How much does the PDE exam cost?+

The Professional Data Engineer exam fee is set by Google — historically around $200 (plus tax), but check the official certification page for current pricing in your region. The certification is valid for two years. Everything on this hub is free.

Who should take the PDE?+

The Professional Data Engineer is aimed at data engineers, analytics engineers, and data-focused cloud practitioners who build and operate data systems on Google Cloud.

Google recommends around three or more years of industry experience, including at least one year designing and managing solutions on Google Cloud. There are no formal prerequisites, but hands-on experience with data pipelines and BigQuery helps considerably.

What jobs and salaries can the PDE lead to?+

PDE is relevant to roles such as data engineer, analytics engineer, and ML-adjacent data practitioner, where building reliable data pipelines and warehouses on Google Cloud is core to the job.

How much any certification moves compensation depends heavily on geography, seniority, and hands-on experience, so treat any single salary figure with caution. PDE is best viewed as validation of data-engineering skill on Google Cloud rather than a guaranteed raise on its own.

How long does it take to study for the PDE?+

Candidates with data experience on Google Cloud often need six to ten weeks; those newer to the platform should plan longer. The most efficient path is to study each section while practising in BigQuery and Dataflow, then drill scenario questions that force service-selection decisions.

Spend the majority of your time on full-length timed mocks in the final stretch, reviewing every explanation — including for questions you answered correctly — because PDE distractors are usually valid services that do not best fit the stated cost, latency, or consistency needs. Use the per-section results here to find your weakest area.

How should you prepare for the PDE?+

Study the five sections above, giving the most time to ingesting and processing data, then drill scenario questions section by section. Every MockAPI question reveals a full explanation and tells you why each wrong answer is wrong — essential for an exam that turns on subtle service trade-offs.

When you can answer scenarios comfortably, move to full-length timed mocks to rehearse pacing, ideally alongside hands-on practice in BigQuery. Use the glossary to keep the data services straight, and aim to score consistently above the pass mark before you book.

Can you take the PDE exam online?+

Yes. Google delivers the Professional Data Engineer both at onsite test centers and online with remote proctoring.

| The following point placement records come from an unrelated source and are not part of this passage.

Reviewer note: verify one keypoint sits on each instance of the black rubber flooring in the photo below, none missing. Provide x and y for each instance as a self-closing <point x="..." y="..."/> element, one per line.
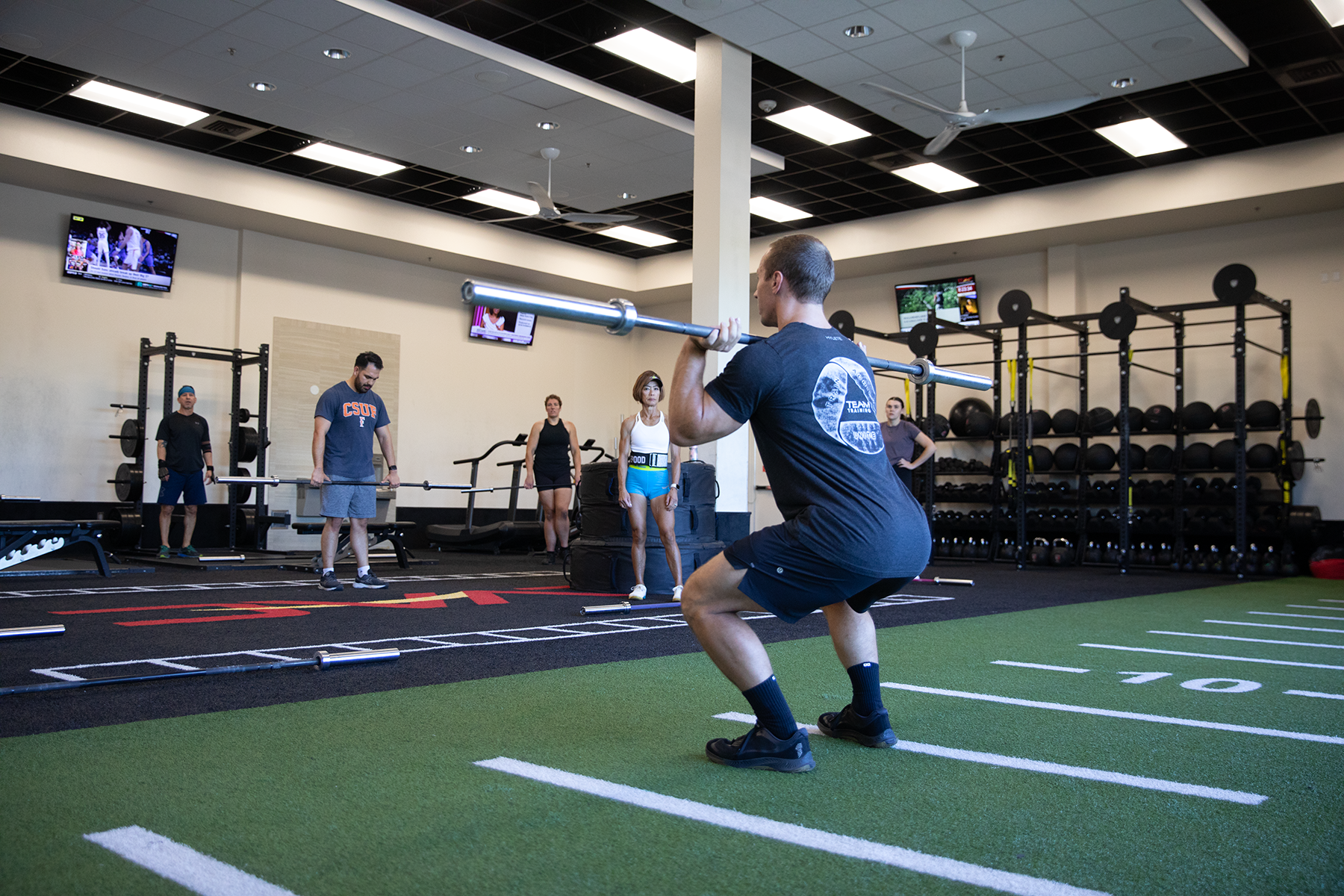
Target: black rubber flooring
<point x="517" y="615"/>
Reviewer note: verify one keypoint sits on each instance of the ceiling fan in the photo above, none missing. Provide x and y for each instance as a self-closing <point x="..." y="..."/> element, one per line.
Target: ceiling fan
<point x="964" y="120"/>
<point x="546" y="206"/>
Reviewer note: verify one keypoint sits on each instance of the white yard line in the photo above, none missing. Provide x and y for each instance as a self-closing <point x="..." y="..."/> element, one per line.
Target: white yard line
<point x="1051" y="768"/>
<point x="1119" y="714"/>
<point x="181" y="864"/>
<point x="796" y="835"/>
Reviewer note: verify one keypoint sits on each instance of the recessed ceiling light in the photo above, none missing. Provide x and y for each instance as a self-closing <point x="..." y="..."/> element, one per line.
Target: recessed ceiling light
<point x="349" y="159"/>
<point x="936" y="178"/>
<point x="1332" y="11"/>
<point x="636" y="235"/>
<point x="821" y="127"/>
<point x="776" y="211"/>
<point x="508" y="202"/>
<point x="1142" y="137"/>
<point x="139" y="104"/>
<point x="655" y="53"/>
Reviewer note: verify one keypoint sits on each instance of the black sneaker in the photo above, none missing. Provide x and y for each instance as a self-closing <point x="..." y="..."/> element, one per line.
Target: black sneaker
<point x="870" y="731"/>
<point x="759" y="748"/>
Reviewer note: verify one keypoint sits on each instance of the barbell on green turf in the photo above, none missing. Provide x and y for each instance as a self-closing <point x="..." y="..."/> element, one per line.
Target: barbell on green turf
<point x="620" y="317"/>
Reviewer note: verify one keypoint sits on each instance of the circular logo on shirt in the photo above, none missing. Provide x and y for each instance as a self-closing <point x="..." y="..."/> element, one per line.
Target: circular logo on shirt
<point x="844" y="402"/>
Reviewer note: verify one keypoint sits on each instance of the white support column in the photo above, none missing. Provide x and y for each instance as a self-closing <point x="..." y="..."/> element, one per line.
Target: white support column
<point x="721" y="276"/>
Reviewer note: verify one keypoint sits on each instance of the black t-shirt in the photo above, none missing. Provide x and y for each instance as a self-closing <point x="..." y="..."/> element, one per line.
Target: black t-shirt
<point x="184" y="435"/>
<point x="812" y="403"/>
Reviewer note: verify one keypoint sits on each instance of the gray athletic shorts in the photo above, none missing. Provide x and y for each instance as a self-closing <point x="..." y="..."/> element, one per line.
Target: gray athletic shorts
<point x="354" y="501"/>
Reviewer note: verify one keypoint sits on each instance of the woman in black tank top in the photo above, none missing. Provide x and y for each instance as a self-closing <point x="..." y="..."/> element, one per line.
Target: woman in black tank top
<point x="549" y="449"/>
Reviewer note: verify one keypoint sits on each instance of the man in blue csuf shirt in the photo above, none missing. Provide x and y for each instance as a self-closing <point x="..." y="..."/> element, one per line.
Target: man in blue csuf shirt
<point x="851" y="534"/>
<point x="347" y="420"/>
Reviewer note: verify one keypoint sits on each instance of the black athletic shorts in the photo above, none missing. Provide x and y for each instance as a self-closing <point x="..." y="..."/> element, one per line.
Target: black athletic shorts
<point x="791" y="581"/>
<point x="557" y="479"/>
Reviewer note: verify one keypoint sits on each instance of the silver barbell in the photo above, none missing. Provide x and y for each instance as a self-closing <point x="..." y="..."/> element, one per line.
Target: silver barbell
<point x="620" y="317"/>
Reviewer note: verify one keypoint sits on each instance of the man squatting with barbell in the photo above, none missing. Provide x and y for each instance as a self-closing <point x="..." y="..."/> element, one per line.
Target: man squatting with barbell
<point x="851" y="534"/>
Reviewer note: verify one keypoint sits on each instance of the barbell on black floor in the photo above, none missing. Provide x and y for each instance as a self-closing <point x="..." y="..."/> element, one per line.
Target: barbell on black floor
<point x="620" y="317"/>
<point x="322" y="660"/>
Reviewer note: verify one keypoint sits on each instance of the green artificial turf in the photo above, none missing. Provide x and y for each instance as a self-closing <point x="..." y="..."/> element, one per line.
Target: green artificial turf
<point x="378" y="794"/>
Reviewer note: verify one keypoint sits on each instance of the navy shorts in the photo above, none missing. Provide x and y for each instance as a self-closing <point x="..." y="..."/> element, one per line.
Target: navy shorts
<point x="190" y="487"/>
<point x="549" y="480"/>
<point x="354" y="501"/>
<point x="791" y="579"/>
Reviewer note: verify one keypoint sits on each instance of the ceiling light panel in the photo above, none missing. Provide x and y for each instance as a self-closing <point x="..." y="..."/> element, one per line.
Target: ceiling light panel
<point x="636" y="235"/>
<point x="139" y="104"/>
<point x="764" y="207"/>
<point x="936" y="178"/>
<point x="1142" y="137"/>
<point x="819" y="125"/>
<point x="645" y="49"/>
<point x="347" y="159"/>
<point x="508" y="202"/>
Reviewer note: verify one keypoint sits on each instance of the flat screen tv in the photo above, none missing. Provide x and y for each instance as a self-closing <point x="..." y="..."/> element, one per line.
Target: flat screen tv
<point x="951" y="300"/>
<point x="503" y="327"/>
<point x="114" y="253"/>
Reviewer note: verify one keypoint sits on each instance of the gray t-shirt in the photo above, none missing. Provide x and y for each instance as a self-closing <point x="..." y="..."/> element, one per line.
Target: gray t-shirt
<point x="349" y="441"/>
<point x="900" y="441"/>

The online option requires a private, quiet room, a clear workspace, a webcam and microphone, a stable connection, and government-issued photo ID, with a proctor monitoring you throughout.

If you do not pass, Google applies a retake policy with escalating waiting periods between attempts (a 14-day wait after the first attempt, longer after subsequent ones), and each attempt needs its own registration and fee.

What certification should you take after the PDE?+

After PDE, common next steps include the Professional Machine Learning Engineer for teams moving from data pipelines into ML, or the Professional Cloud Architect for a broader design remit. Renew PDE before it expires to keep it current.

For many, the real next step is applying the skills on larger data platforms. Pairing PDE with hands-on data-engineering experience is what turns the certificate into a career.